Parkinson’s Disease (PD) and Dementia with Lewy Bodies (DLB) are devastating neurodegenerative diseases, characterised by the accumulation and build-up of the protein alpha-synuclein (aSyn) into Lewy body aggregates. aSyn accumulation causes inflammation and, eventually, the progressive loss of brain cells. But what triggers this harmful cascade remains unclear.
This PhD project challenges the long-standing view that inflammation is merely a consequence of dying neurons. Instead, our unpublished findings suggest that neurons themselves detect aSyn accumulation as a “danger signal,” and activate immune responses long before clinical symptoms appear. We believe these early events could hold the key to preventing or slowing disease progression by protecting remaining healthy neurons after a patient is diagnosed. This project aims to identify and characterise these early immune triggers, with the goal of uncovering new targets for therapeutic intervention.

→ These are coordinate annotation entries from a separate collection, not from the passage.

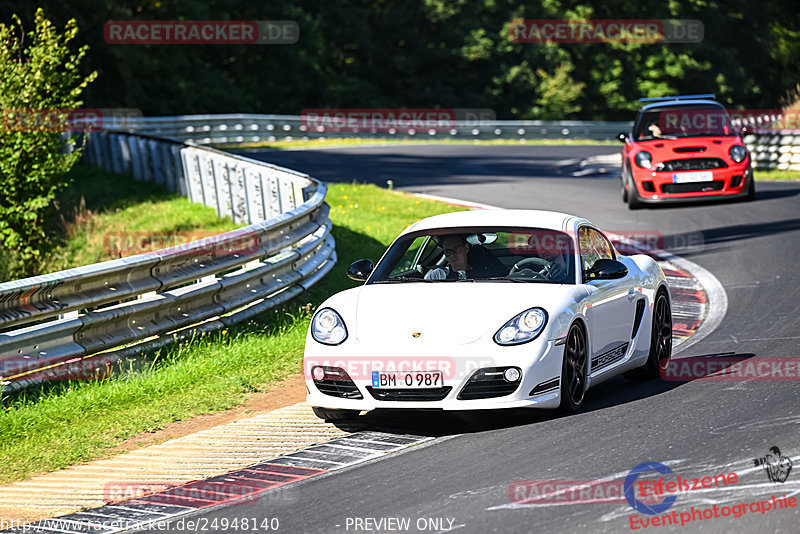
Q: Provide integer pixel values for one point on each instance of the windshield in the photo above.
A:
(674, 122)
(479, 255)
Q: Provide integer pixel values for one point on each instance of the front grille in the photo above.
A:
(693, 187)
(691, 164)
(410, 395)
(337, 383)
(488, 383)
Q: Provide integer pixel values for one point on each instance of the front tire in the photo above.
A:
(751, 189)
(330, 414)
(634, 201)
(573, 370)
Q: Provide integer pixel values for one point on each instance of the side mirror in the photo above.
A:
(360, 270)
(605, 269)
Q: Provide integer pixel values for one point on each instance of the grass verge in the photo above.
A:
(54, 426)
(104, 216)
(775, 175)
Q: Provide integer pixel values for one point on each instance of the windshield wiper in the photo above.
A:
(402, 279)
(509, 279)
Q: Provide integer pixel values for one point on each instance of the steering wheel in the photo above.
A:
(527, 263)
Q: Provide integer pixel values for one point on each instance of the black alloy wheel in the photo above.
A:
(573, 372)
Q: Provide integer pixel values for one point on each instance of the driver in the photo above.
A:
(460, 267)
(557, 270)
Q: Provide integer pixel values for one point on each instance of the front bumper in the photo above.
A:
(658, 186)
(540, 364)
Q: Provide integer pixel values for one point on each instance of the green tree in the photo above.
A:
(39, 84)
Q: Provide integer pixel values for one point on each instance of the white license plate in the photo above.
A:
(688, 177)
(407, 379)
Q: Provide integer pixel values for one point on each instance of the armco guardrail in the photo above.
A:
(775, 150)
(771, 149)
(52, 322)
(242, 128)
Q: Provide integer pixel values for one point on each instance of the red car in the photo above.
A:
(684, 148)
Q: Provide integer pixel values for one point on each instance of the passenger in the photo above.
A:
(461, 264)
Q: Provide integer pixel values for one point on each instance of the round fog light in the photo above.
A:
(511, 374)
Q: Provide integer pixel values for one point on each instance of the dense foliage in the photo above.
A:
(39, 82)
(437, 53)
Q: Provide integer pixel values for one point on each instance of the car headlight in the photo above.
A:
(523, 328)
(643, 159)
(327, 327)
(738, 153)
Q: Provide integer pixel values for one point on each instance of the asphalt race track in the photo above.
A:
(464, 481)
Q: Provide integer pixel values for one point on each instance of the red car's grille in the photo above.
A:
(691, 164)
(695, 187)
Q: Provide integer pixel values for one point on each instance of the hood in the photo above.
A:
(446, 312)
(690, 147)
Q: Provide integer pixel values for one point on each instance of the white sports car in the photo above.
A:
(488, 309)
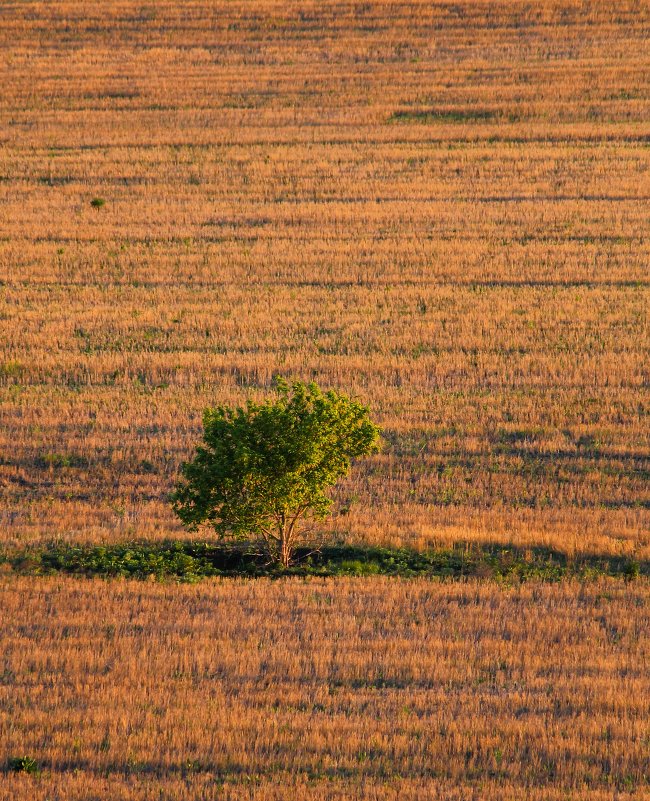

You will join an interdisciplinary team at the interface of neuroscience, immunology, and genetics. Using human neuronal cell models, you will define the immune pathways activated by pathogenic aSyn. These findings will be tested in animal models and extended to patient-derived neurons and brain tissue. AI and machine learning will help analyse complex multi-omics datasets and uncover key regulators of disease.
Training and Approach:
Year 1: Use RNA-seq and proteomics in human neuronal cells (SH-SY5Y) expressing wild-type or mutant aSyn to identify innate immune pathways upregulated in response to pathogenic aSyn. Validate key hits using CRISPR and targeted assays.
Year 2: Manipulate key pathways in Drosophila models of synucleinopathy and assess effects on behaviour, brain inflammation, and neurodegeneration.
Year 3: Extend findings to the human context by analysing iPSC-derived neurons and post-mortem brain samples. Stratify patient data using AI models to link immune activation with disease stage and genetic risk.
Year 4: Finalise data analysis, write manuscripts, and prepare the thesis. Explore translational potential with clinical collaborators at the Karolinska Institutet in Sweden.
3-month rotation project: Use SH-SY5Y cells expressing patient-derived aSyn variants to profile inflammatory responses by RT-qPCR, ELISA, western blotting, and microscopy. The rotation project offers a springboard into the full PhD project.
Skills and techniques: RNA-seq, proteomics, CRISPR, cell culture, microscopy, animal behaviour, and bioinformatics (including AI).
Significance:
By investigating how neurons themselves trigger inflammation, this project aims to redefine the earliest molecular events in PD and DLB. The findings could identify new therapeutic targets to intervene before irreversible damage occurs, offering insights for disease-modifying treatments.